We read with interest the recent paper by Hsieh and colleagues [1] asserting that cytomegalovirus (CMV) induces systemic lupus erythematosus (SLE) in genetically susceptible individuals. This assertion is based on the idea that SLE-associated autoantibodies that had been induced by a certain fragment of CMV were found in rodents. However, our previous studies have reported that autoantibodies detected in SLE and viral infection are different, especially with regard to the anti-microtubule organizing center with microtubule (anti-MTOC-MT) [2-4]. We conducted a retrospective study comparing autoantibodies in three groups: anti-CMV IgM-positive SLE patients (SLE-CMV group); anti-CMV IgM-positive patients without SLE (CMV group); and anti-CMV IgM-negative SLE patients (SLE group). This study was approved by the institutional review board of Hanyang University Medical Center.
Autoantibodies from 245 patients were analyzed from January 2005 to March 2012 by the autoimmune target (AIT) test, which was developed to overcome the limitations of the antinuclear antibody test using the human macrophage cell line (IT-1) as a substrate [2].
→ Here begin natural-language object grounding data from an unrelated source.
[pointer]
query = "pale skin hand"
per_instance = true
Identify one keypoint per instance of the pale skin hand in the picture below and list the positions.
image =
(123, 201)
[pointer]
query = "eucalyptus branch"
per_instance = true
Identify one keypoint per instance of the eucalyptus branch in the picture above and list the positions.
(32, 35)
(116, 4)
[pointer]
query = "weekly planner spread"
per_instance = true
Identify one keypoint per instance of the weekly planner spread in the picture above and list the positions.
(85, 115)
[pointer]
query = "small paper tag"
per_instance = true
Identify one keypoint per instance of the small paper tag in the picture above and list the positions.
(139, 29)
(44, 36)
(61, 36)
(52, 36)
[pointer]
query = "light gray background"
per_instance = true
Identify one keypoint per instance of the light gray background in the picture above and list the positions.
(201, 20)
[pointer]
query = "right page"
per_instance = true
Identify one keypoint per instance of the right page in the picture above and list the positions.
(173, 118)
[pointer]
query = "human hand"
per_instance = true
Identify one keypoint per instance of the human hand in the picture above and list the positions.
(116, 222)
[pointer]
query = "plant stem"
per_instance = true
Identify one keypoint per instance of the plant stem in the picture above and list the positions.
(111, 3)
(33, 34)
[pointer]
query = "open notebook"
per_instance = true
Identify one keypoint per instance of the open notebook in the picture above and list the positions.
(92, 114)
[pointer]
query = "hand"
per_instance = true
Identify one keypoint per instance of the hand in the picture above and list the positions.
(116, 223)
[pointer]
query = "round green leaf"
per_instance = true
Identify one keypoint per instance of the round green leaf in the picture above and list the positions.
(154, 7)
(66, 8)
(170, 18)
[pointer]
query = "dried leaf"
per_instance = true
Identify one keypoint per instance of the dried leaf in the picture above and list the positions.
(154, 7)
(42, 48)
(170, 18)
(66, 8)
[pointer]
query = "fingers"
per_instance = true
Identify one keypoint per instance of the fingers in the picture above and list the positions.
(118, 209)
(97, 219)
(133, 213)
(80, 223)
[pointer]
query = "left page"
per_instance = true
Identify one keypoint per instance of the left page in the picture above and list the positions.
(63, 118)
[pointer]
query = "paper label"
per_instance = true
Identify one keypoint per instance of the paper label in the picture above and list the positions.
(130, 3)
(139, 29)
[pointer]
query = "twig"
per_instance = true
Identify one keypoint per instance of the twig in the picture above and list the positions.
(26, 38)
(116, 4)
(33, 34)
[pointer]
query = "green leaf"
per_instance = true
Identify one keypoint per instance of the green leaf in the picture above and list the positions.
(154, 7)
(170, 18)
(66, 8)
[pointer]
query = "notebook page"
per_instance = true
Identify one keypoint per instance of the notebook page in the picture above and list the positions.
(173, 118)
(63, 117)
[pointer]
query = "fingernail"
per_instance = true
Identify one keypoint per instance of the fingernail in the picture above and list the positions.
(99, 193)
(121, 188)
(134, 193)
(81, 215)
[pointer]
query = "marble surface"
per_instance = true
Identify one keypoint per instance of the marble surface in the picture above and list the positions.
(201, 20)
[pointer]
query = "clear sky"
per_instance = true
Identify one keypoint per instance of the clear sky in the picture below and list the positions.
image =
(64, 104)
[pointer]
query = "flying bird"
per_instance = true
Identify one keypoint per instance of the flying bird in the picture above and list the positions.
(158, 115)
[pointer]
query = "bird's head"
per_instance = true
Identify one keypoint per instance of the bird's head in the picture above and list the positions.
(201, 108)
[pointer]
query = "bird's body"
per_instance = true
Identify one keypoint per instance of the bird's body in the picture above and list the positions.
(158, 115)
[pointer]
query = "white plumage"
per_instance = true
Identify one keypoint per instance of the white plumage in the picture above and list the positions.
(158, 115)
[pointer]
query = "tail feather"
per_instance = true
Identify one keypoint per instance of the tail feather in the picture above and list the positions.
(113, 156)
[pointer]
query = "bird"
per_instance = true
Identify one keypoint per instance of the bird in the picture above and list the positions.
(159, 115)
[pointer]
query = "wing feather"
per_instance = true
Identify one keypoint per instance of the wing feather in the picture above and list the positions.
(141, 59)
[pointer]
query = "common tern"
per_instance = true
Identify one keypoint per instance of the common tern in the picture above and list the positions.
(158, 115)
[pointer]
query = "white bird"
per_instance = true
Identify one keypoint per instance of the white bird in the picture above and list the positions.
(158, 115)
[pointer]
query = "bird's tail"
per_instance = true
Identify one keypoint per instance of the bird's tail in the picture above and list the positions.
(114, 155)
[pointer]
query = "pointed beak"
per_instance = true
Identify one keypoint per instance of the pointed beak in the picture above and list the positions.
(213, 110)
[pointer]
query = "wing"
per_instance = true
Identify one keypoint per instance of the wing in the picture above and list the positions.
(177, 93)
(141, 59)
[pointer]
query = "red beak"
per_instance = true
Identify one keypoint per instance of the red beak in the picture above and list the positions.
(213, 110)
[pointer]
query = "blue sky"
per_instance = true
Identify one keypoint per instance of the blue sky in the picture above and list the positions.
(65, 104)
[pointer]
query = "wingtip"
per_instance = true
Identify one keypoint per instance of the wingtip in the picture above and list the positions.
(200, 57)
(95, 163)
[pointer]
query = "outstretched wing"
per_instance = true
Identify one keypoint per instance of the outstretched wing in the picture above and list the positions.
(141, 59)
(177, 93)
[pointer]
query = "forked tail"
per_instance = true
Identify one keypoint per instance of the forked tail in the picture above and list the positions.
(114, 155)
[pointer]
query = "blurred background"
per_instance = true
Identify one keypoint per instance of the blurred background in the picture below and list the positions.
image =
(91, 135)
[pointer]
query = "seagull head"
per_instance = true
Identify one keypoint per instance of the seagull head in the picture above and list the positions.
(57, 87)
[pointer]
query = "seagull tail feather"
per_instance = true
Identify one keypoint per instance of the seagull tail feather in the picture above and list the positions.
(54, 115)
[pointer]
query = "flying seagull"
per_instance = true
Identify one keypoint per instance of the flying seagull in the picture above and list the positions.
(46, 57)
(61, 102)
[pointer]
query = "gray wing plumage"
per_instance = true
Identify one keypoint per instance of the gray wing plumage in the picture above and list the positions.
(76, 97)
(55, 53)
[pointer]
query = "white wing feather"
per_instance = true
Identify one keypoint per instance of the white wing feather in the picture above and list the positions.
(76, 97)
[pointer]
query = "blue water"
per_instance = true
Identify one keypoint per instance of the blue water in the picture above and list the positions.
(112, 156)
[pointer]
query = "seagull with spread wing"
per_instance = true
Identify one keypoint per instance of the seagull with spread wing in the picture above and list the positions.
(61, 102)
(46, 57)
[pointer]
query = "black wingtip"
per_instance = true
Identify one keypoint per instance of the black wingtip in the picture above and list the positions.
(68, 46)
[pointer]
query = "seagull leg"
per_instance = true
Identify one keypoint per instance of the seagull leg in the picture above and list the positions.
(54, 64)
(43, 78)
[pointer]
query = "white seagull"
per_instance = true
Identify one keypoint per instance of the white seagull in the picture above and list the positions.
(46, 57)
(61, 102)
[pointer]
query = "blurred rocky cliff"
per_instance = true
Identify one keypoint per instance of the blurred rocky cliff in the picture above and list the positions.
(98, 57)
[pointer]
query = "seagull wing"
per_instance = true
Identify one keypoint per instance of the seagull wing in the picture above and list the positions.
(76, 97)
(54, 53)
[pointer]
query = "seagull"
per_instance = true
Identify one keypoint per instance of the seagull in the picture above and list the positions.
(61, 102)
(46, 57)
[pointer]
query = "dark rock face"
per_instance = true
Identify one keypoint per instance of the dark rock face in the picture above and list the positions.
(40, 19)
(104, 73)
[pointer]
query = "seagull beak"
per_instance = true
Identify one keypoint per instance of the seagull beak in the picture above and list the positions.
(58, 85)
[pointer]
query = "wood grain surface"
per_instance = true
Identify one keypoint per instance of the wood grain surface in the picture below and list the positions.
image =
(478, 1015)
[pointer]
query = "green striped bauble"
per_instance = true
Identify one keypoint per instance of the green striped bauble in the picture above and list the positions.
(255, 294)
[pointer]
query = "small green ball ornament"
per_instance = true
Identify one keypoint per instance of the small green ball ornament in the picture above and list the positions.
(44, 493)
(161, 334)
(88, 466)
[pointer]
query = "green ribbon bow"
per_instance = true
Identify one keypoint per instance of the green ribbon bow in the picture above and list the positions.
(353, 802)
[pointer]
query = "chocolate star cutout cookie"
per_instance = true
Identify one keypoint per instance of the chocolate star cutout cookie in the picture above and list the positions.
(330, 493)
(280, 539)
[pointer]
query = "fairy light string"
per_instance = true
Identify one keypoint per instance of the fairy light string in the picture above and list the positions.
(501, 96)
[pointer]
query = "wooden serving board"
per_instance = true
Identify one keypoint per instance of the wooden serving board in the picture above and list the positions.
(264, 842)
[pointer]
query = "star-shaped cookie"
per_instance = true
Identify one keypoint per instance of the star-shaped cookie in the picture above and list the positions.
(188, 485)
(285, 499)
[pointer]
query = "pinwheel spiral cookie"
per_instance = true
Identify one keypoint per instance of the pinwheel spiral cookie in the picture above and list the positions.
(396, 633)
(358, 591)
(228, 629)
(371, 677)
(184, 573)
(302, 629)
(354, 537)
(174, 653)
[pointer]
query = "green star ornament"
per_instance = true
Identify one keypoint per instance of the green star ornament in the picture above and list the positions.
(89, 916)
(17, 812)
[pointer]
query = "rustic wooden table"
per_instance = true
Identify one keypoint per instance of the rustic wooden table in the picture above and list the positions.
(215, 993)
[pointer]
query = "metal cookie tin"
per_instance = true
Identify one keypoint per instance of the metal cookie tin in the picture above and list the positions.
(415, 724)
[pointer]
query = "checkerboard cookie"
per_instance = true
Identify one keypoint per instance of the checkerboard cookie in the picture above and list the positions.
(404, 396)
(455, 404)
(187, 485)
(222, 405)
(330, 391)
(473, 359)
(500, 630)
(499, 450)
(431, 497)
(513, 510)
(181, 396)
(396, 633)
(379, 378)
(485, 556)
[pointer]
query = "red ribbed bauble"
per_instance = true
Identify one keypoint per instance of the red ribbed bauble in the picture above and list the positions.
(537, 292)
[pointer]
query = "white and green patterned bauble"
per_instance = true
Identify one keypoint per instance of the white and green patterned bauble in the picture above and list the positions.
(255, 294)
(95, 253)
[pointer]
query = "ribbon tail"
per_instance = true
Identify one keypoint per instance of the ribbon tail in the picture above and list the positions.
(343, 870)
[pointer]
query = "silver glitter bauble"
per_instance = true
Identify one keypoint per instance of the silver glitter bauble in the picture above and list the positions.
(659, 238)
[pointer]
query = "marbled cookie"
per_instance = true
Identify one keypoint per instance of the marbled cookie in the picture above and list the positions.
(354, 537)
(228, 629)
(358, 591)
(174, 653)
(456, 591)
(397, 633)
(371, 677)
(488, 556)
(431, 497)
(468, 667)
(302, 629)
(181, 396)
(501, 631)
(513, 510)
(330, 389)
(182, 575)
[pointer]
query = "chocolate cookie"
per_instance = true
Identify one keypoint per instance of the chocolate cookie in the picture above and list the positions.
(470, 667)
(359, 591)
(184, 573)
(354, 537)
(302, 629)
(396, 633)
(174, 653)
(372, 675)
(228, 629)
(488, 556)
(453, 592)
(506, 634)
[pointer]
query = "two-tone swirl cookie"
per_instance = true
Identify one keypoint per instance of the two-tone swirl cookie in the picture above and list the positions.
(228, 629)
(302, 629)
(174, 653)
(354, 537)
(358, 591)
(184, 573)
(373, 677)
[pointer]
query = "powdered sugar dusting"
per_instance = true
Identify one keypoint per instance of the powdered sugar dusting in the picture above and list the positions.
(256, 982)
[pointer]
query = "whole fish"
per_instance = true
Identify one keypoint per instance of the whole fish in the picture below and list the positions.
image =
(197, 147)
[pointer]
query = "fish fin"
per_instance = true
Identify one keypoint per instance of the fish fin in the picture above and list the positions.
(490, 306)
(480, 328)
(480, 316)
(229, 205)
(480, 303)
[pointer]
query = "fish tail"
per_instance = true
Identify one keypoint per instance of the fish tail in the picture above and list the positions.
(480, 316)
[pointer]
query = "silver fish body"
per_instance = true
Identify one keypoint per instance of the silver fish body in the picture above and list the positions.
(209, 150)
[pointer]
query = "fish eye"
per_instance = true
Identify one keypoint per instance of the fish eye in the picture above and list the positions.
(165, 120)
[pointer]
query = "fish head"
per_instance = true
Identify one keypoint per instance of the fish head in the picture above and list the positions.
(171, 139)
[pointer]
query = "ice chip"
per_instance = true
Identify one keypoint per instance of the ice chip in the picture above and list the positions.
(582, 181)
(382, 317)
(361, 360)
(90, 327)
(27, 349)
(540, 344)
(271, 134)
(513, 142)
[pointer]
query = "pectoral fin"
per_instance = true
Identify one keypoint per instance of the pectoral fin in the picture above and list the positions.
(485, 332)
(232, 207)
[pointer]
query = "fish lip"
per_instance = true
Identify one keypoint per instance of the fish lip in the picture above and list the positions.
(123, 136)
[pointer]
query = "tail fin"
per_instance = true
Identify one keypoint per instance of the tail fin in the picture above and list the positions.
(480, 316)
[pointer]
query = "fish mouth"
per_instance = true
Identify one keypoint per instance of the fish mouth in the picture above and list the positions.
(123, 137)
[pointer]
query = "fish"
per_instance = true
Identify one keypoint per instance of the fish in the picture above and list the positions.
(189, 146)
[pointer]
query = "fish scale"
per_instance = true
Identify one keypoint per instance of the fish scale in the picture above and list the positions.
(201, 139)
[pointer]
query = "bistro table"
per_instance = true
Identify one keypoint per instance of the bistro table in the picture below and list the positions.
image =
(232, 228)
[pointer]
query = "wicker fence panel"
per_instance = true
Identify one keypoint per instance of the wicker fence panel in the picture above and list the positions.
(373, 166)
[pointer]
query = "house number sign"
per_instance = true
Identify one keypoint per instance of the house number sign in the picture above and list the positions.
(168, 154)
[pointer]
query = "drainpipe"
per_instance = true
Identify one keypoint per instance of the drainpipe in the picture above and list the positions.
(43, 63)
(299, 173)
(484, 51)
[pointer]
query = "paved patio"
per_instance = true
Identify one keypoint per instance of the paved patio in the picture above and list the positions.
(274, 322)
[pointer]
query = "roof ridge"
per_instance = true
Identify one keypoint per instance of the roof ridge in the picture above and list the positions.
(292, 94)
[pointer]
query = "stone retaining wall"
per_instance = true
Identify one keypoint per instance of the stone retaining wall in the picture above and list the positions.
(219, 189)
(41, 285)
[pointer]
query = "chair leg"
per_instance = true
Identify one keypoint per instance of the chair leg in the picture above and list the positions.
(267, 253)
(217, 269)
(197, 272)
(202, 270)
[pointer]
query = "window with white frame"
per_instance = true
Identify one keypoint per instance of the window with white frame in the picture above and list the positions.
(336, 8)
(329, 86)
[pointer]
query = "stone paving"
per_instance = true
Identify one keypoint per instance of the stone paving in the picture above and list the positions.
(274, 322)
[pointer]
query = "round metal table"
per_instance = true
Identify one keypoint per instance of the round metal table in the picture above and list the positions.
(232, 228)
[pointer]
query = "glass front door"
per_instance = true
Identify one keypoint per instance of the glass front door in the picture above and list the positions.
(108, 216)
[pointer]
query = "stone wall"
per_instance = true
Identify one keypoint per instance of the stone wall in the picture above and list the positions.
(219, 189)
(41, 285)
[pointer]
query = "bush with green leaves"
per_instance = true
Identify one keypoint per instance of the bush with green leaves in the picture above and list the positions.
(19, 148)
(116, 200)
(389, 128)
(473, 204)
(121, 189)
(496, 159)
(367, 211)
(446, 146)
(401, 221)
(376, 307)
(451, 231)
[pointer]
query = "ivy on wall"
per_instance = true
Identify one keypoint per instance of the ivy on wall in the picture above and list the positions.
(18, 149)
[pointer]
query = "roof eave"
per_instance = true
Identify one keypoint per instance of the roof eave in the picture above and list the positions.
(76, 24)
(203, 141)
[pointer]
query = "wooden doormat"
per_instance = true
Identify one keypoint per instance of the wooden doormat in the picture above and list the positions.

What is noteworthy is that anti-MOTC-MT was highly detected in the CMV group, while it was not detected in all SLE patients regardless of CMV infection. Moreover, if CMV is a cause of SLE, detected autoantibodies between the SLE-CMV and CMV groups should overlap, but they show a clear distinction (Table 1).
Table 1.
Immunofluorescence patterns and titers of AIT test in SLE-CMV, SLE and CMV groups
| Titer | |||||||||
|---|---|---|---|---|---|---|---|---|---|
| Patterns from AIT test | ≤1:20 | 1:40 | 1:80 | 1:160 | 1:320 | 1:640 | 1:1280 | ≥1:2560 | Total |
| SLE-CMV groupa | |||||||||
| Homogeneous | 2 | 9 | 11 | ||||||
| Homogeneous + speckled | 4 | 13 | 17 | ||||||
| Homogeneous + cytoplasmic | 1 | 1 | |||||||
| Homogeneous + diffuse granular | 4 | 4 | |||||||
| Homogeneous + speckled + cytoplasmic | 3 | 3 | |||||||
| Speckled | 1 | 8 | 9 | ||||||
| Speckled + cytoplasmic | 1 | 1 | 2 | ||||||
| Diffuse granular + cytoplasmic | 1 | 1 | |||||||
| Diffuse cytoplasmic + speckled | 3 | 3 | |||||||
| Diffuse cytoplasmic + diffuse granular | 2 | 2 | |||||||
| Total | 0 | 0 | 0 | 1 | 0 | 6 | 1 | 45 | 53 |
| SLE groupb | |||||||||
| Homogeneous | 1 | 2 | 15 | 18 | |||||
| Homogeneous + speckled | 2 | 3 | 33 | 38 | |||||
| Homogeneous + cytoplasmic | 2 | 2 | |||||||
| Homogeneous + diffuse granular | 1 | 12 | 13 | ||||||
| Homogeneous + speckled + cytoplasmic | 2 | 1 | 4 | 7 | |||||
| Speckled | 5 | 3 | 5 | 34 | 47 | ||||
| Speckled + cytoplasmic | 1 | 3 | 3 | 3 | 10 | ||||
| Diffuse granular + cytoplasmic | 2 | 1 | 5 | 8 | |||||
| Diffuse granular | 1 | 5 | 7 | 13 | |||||
| Diffuse cytoplasmic + speckled | 9 | 9 | |||||||
| Diffuse cytoplasmic + diffuse granular | 1 | 1 | 2 | ||||||
| Diffuse cytoplasmic + nucleolar | 1 | 2 | 3 | ||||||
| Total | 0 | 0 | 0 | 0 | 12 | 10 | 22 | 126 | 170 |
| CMV groupc | |||||||||
| MTOC-MT | 4 | 4 | 1 | 1 | 1 | 11 | |||
| MTOC-MT + IF + speckled | 1 | 1 | 2 | 1 | 5 | ||||
| Speckled | 2 | 2 | |||||||
| Negative | 4 | 4 | |||||||
| Total | 4 | 1 | 7 | 6 | 1 | 1 | 2 | 0 | 22 |
aSLE-CMV group, anti-CMV IgM-positive SLE patients; bSLE group, anti-CMV IgM-negative SLE patients; cCMV group, anti-CMV IgM-positive patients without SLE. The AIT test was performed using an indirect immunofluorescent test kit (IT-AIT™; ImmunoThink Co., Seoul, Republic of Korea). In the CMV group, anti-MTOC-MT-positive patients accounted for 72.7% of the total patients in the CMV group and 88.9% of autoantibody-positive patients, but in the SLE-CMV group, anti-MTOC-MT was not detected at all (P < 0.001). Patients in the SLE-CMV group showed high titers of over 1:640 except for one who received steroid pulse therapy just before the test, but the proportion of patients in the CMV group with a titer over 1:640 was not more than 13.6% (P < 0.001). In addition, most of the autoantibody frequently found in the SLE-CMV group was not found in the CMV group. AIT, autoimmune target; CMV, cytomegalovirus; IF, intermediate filament; MTOC-MT, microtubule organizing center with microtubule; SLE, systemic lupus erythematosus.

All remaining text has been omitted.